Okay, if I'm not mistaken .. you're changing the value of ch INSIDE a 
procedure then wondering why its back to normal once yer back outside.

	If that's your quandry.  Then its simple .. you can't change the 
value of ch inside a procedure and expect it to stay changed unless you 
send a reference to it.  (ie.. char_struct **) (in english a pointer to 
a character structure pointer).

	for instance .. say i have a simple routine:

void change_int (int a) {
	a++;
}

	now, say outside this routine i have a vaiable b and its equal 
to 3.  I send it to the routine and then i check it afterwards.. whammo
its still 3.  And thats because what i sent to the routine was the VALUE
of the variable and not the pointer to the variable itself.

	heres the routine you would want .. if you were actually wanting
to change the value of some int variable by sending to a procedure:

void change_int (int *a) {
	(*a)++;
}

	in this example i sent the reference to the value.. and i 
dereferenced it in the routine .. and changed it.  and when it gets back 
out of the routine  b will equal 4.

	Now back to the example Hades posted earlier and why he can still see 
all the char info even after he sends the ch variable through the 
free_char routine ... YES all the character structures have been 
released back to the system for its use,  it just hasnt got around to
reallocating it yet (and thus its still intact).

	Sorry, for the technical answer .. i KNOW this isnt CS 1.. :>

	But I had to respond with something that would hopefully make sense.

							Mike Scott
						(scottm@workcomm.net)
Ps.

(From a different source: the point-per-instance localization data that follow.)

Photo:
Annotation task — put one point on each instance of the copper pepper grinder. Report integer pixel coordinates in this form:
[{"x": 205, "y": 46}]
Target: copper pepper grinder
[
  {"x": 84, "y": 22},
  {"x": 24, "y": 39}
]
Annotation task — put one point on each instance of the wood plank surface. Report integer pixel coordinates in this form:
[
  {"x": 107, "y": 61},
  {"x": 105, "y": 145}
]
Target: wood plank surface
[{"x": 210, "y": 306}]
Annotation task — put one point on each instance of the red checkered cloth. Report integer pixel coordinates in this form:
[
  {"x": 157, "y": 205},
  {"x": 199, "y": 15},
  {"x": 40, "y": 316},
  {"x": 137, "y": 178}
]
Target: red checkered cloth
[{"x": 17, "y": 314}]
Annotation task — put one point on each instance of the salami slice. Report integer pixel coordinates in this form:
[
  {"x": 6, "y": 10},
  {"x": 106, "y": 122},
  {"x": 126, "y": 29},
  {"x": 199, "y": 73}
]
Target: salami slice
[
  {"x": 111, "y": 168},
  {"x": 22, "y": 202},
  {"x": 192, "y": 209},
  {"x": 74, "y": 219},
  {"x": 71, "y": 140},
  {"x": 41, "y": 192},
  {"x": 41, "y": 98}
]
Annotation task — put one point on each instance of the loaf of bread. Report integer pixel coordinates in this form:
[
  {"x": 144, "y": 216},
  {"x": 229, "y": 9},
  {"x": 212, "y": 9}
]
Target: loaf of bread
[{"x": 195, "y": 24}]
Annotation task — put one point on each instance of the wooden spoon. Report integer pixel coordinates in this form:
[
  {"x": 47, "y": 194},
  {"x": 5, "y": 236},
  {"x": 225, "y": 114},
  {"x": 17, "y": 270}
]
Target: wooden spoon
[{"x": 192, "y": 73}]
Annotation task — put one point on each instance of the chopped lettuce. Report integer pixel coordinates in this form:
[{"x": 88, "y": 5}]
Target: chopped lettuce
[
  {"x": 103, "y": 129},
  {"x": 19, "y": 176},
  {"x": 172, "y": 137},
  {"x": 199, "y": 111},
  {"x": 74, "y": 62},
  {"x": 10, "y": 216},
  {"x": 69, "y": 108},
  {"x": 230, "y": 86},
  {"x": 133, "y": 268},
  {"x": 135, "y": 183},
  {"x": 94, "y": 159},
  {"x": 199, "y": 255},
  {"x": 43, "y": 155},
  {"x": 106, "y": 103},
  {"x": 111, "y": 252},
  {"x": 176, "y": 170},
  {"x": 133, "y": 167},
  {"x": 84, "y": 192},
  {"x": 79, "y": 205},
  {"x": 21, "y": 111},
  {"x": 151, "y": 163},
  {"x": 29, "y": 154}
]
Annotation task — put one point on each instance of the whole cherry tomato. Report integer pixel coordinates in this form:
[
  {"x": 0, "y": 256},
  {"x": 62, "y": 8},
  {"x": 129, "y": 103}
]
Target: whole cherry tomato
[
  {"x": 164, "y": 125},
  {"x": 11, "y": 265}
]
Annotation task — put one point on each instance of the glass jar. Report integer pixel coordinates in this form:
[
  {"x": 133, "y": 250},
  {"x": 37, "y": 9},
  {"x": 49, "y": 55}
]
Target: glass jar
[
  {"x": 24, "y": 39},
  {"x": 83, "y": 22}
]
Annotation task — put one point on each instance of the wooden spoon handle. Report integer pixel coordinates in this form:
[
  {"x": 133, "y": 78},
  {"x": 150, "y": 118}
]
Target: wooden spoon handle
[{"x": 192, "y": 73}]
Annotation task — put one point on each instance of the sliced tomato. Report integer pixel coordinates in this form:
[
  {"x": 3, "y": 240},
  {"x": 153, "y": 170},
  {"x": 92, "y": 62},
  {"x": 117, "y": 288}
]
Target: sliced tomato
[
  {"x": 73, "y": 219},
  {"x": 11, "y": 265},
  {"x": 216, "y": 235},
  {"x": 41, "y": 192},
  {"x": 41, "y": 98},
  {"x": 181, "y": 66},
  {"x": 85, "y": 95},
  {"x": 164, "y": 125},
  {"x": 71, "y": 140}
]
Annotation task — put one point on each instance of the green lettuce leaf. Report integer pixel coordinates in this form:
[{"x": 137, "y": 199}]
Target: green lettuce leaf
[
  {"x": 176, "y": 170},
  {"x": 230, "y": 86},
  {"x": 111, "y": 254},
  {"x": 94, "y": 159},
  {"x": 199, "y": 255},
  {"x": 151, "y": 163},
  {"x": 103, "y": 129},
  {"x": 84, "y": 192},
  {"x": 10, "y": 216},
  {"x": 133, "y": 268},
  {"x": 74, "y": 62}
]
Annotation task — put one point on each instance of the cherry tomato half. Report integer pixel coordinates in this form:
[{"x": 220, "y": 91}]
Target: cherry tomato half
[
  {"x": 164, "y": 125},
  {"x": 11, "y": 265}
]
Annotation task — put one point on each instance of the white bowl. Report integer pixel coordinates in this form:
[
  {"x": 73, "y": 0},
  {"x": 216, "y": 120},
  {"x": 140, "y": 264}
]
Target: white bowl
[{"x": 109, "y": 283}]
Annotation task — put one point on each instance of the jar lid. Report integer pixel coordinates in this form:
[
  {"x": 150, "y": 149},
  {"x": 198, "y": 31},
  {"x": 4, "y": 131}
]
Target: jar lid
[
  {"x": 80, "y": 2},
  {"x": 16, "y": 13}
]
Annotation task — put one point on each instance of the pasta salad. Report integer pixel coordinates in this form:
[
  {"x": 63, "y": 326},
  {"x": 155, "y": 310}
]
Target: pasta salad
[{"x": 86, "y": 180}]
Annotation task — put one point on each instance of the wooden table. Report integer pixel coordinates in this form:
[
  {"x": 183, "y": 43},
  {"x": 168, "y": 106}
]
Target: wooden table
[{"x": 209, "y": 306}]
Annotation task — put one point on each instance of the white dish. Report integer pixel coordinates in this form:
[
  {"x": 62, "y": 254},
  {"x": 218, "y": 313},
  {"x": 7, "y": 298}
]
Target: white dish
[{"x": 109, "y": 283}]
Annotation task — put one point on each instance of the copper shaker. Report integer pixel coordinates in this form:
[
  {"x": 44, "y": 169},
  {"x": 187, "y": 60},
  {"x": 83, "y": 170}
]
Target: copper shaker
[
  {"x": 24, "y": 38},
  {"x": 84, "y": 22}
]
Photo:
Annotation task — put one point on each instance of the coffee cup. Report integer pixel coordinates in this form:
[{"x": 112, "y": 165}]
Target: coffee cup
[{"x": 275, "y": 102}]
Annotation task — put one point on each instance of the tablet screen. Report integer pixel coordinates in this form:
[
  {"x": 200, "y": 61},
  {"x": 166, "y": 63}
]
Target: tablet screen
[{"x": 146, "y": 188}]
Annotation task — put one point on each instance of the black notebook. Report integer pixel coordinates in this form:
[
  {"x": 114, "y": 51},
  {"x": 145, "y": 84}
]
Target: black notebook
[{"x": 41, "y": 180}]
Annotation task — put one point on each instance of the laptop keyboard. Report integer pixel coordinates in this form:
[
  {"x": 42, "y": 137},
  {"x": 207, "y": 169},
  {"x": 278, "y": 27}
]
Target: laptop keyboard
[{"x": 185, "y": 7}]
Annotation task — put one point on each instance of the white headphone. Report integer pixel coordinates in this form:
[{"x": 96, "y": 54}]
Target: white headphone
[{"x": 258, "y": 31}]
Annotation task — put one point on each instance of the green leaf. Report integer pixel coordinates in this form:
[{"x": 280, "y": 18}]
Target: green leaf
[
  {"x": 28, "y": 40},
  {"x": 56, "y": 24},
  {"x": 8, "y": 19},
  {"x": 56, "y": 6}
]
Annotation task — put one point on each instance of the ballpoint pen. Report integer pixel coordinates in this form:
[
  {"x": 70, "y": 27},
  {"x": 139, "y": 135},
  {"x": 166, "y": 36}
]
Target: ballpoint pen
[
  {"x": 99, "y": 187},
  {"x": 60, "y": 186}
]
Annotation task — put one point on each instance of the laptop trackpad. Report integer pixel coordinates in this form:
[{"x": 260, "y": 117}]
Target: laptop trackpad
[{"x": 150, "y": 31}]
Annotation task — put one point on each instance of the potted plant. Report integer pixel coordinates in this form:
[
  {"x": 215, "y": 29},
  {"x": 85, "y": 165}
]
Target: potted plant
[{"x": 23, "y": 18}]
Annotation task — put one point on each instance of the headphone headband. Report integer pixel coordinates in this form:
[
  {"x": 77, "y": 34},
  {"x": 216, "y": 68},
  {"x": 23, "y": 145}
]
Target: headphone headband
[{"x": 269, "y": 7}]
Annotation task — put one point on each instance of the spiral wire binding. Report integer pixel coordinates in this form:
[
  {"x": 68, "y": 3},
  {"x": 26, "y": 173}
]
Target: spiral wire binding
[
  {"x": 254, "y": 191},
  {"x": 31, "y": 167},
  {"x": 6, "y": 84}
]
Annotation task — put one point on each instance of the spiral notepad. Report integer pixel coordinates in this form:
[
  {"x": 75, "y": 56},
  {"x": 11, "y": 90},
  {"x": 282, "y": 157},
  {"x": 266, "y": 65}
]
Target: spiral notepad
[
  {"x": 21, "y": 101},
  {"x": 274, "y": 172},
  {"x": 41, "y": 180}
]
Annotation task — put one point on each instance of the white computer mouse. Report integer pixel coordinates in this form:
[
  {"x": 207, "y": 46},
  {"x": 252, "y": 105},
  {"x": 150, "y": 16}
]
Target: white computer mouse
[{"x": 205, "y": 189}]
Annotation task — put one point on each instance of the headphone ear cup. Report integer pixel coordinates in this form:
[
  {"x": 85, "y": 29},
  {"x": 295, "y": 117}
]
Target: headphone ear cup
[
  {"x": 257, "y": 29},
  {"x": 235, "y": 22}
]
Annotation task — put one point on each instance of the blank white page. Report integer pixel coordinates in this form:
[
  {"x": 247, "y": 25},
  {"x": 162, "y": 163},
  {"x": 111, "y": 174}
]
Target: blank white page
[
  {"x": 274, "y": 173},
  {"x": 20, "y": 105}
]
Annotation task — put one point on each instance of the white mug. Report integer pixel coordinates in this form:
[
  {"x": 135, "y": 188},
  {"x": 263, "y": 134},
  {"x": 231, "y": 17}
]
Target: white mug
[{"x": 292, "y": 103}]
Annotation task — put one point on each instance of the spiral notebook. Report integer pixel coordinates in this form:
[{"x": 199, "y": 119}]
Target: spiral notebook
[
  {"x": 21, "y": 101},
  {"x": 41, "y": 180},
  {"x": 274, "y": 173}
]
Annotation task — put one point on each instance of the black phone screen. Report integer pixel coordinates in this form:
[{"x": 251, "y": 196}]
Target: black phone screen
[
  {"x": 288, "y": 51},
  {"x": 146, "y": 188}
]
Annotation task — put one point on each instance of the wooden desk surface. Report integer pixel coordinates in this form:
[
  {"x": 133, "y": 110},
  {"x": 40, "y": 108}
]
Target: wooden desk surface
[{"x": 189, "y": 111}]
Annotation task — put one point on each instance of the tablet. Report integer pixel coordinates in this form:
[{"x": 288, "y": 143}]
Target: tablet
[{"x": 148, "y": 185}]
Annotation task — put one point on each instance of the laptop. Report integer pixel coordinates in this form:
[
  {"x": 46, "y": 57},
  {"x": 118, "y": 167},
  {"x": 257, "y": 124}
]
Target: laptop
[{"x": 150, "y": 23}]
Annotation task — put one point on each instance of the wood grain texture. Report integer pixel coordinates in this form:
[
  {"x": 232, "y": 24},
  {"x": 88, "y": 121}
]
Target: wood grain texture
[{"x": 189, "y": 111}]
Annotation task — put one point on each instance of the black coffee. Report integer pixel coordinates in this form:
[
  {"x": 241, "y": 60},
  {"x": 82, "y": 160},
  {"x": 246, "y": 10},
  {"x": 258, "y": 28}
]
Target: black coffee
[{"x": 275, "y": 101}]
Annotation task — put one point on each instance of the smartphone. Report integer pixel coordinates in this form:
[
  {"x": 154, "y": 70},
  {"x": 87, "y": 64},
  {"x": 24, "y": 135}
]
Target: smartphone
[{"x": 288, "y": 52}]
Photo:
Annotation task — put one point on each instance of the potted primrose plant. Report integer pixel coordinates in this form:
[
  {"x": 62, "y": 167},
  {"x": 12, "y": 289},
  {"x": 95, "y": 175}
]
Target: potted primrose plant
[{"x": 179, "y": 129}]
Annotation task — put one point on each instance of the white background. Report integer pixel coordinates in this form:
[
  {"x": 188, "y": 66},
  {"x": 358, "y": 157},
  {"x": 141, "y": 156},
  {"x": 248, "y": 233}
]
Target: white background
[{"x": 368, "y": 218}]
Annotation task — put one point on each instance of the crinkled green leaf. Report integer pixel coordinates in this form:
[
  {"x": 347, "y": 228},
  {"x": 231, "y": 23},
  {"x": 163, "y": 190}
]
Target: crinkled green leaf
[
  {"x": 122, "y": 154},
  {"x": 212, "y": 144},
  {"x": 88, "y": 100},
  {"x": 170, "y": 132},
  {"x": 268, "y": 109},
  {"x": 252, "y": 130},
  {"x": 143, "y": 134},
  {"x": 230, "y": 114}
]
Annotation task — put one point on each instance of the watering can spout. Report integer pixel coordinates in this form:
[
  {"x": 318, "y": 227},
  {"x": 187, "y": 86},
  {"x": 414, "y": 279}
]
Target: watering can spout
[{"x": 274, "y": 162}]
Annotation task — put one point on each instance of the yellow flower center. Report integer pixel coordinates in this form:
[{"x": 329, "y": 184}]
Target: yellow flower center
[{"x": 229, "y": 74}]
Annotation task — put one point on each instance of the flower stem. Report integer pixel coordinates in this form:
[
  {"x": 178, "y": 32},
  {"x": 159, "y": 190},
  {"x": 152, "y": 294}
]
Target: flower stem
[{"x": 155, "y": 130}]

I have read this list for quite some time and I RARELY if ever 
answer questions.. (sorry) .. so it would really be unfair of me to take 
any part in deciding whether this list should be split. 
	Although (and Chris Austin may HATE me for this).. I due work on 
my mud late at night and I am running InterMUD.. (Manx@SaberMUD, for 
those of you who have intermud)  And if you have some question you feel 
is valid, I do quite often answer people there.

> Date: Wed, 8 May 1996 23:54:02 -0400 (EDT)
> From: Hades <tourach@servtech.com>
> To: Circle Mailing List <circle@pvv.unit.no>
> Subject: Oh man is this a bad one...
> 
> extract_char(ch)... in there it calls free_char(ch), which SHOULD free all
> memory used by a char, right? Then it frees the ch itself with free(ch) then
> ch = NULL; right?
> 
> SO when it returns from free_char, ch SHOUDL = NULL, right?
> 
> SO when it returns from extract_char, ch should be null, right?